Mit geplanten Investitionen von knapp zehn Millionen Euro geht der Entwurf des städtischen Haushaltsplans in die finale Beratung des Gemeinderats. Jeweils drei Millionen Euro sind für das kommunale Ärztehaus und die Sanierung der Seebodenhalle vorgesehen, 1,45 Millionen Euro stehen für die aus Brandschutzgründen notwendige Sanierung des Kindergarten St. Josef bereit.
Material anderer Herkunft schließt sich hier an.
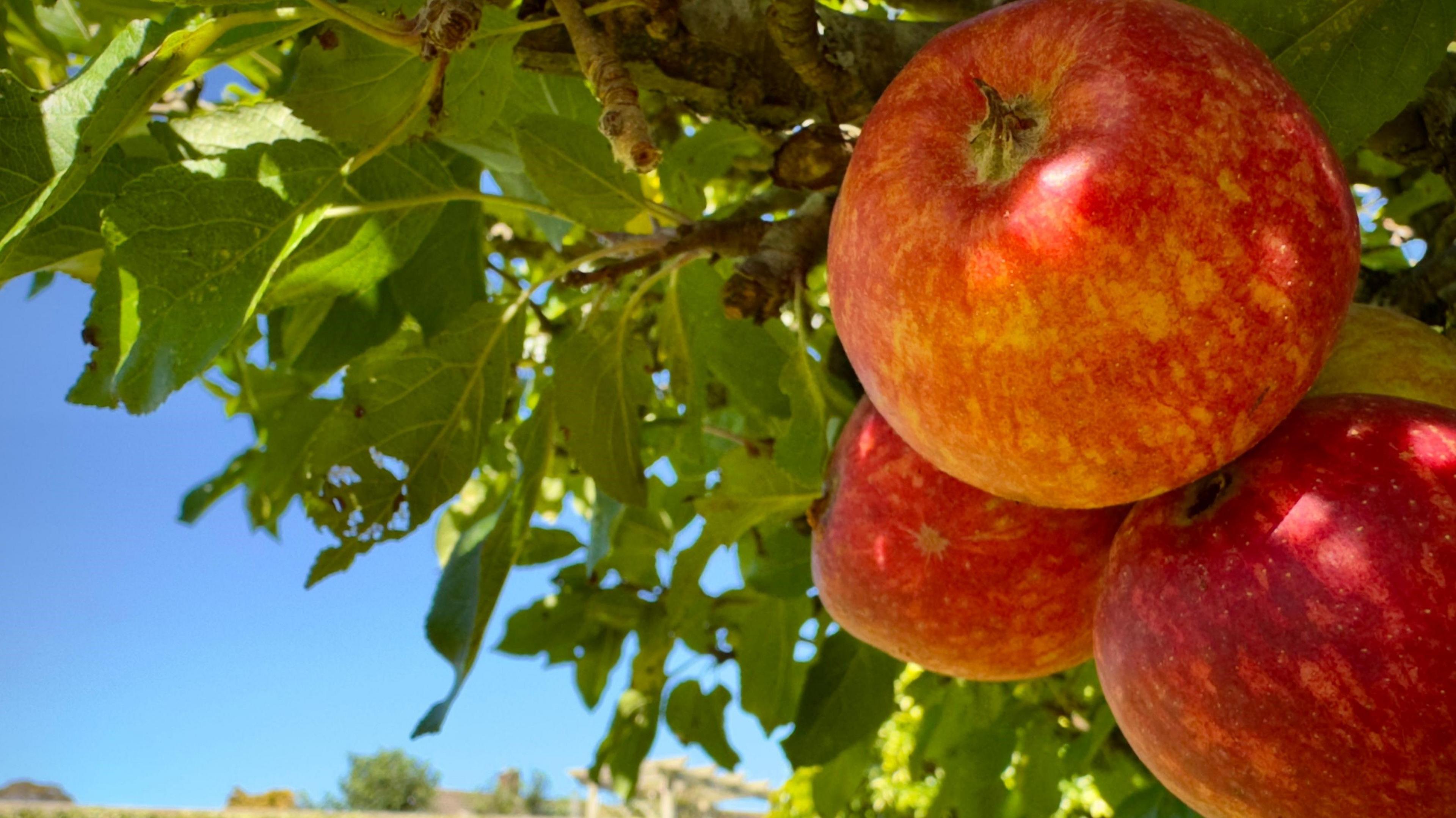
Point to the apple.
(946, 575)
(1385, 353)
(1090, 251)
(1279, 639)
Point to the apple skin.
(946, 575)
(1291, 651)
(1147, 295)
(1385, 353)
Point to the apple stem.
(1007, 137)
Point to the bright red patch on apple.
(946, 575)
(1090, 251)
(1280, 638)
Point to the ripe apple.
(1385, 353)
(1088, 251)
(1279, 639)
(946, 575)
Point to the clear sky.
(151, 663)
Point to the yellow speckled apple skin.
(1385, 353)
(1147, 298)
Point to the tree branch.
(794, 28)
(622, 120)
(1426, 290)
(723, 63)
(811, 159)
(766, 280)
(736, 238)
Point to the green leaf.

Eine Million Euro fließen nochmals in das Wehrer Brennet-Areal und für die Feuerwehr sollen gleich zwei neue Fahrzeuge für insgesamt 540.000 Euro angeschafft werden: Kalkuliert werden auch Mehrkosten von 300.000 Euro bei der Sanierung des Stauwehrs an der Wehra.
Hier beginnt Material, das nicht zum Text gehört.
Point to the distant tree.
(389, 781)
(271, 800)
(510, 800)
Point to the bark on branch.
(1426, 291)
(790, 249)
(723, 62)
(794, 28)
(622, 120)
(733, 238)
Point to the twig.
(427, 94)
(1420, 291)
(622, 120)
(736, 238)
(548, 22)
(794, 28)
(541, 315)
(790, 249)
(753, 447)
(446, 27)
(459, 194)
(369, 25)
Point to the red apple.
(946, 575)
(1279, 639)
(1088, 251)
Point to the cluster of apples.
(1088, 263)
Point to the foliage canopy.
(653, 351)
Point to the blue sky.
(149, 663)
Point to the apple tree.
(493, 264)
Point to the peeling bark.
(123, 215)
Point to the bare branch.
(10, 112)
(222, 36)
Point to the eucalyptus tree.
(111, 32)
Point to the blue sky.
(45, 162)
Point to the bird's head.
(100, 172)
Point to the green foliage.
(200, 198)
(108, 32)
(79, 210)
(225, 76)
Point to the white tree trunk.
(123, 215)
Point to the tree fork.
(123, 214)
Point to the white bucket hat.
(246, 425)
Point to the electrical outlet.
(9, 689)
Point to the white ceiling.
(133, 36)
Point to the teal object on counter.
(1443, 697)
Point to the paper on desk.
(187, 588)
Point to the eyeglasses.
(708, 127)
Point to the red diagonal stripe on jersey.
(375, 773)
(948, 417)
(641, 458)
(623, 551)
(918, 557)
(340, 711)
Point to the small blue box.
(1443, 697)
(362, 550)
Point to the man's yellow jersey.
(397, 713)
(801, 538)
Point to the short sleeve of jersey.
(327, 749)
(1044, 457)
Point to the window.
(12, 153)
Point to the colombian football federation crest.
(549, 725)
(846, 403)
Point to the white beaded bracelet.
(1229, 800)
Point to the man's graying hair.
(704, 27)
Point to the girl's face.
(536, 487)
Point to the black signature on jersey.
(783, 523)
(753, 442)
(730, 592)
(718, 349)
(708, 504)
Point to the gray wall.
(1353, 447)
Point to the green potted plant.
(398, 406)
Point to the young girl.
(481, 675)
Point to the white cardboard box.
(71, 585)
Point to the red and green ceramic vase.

In einer fünfstündigen Arbeitssitzung zurrte der Verwaltungs- und Finanzausschuss des Gemeinderats das Zahlenwerk fest, das im Dezember noch die Zustimmung des Gemeinderats braucht. „Selten war es so schwierig einen Haushaltsplan zu erstellen“, fasste Bürgermeister Michael Thater die Vorarbeiten zusammen.

Unsicherheit bei Steuereinnahmen

Neben der großen Unsicherheit künftiger Steuereinnahmen stehe auch hinter den Energiekosten noch ein großes Fragezeichen. Sowohl die Stadt als auch Bürgerstiftung und sämtliche Eigenbetriebe gehen für 2023 im Ergebnis von einem Minus aus. Mit einem Darlehen in Höhe von zwei Millionen Euro und einen Griff in die „liquiden Mittel“, die sich früher Rücklagen nannten (6,9 Millionen Euro), soll die Finanzplanung des städtischen Haushaltsplans ausgewogen gehalten werden.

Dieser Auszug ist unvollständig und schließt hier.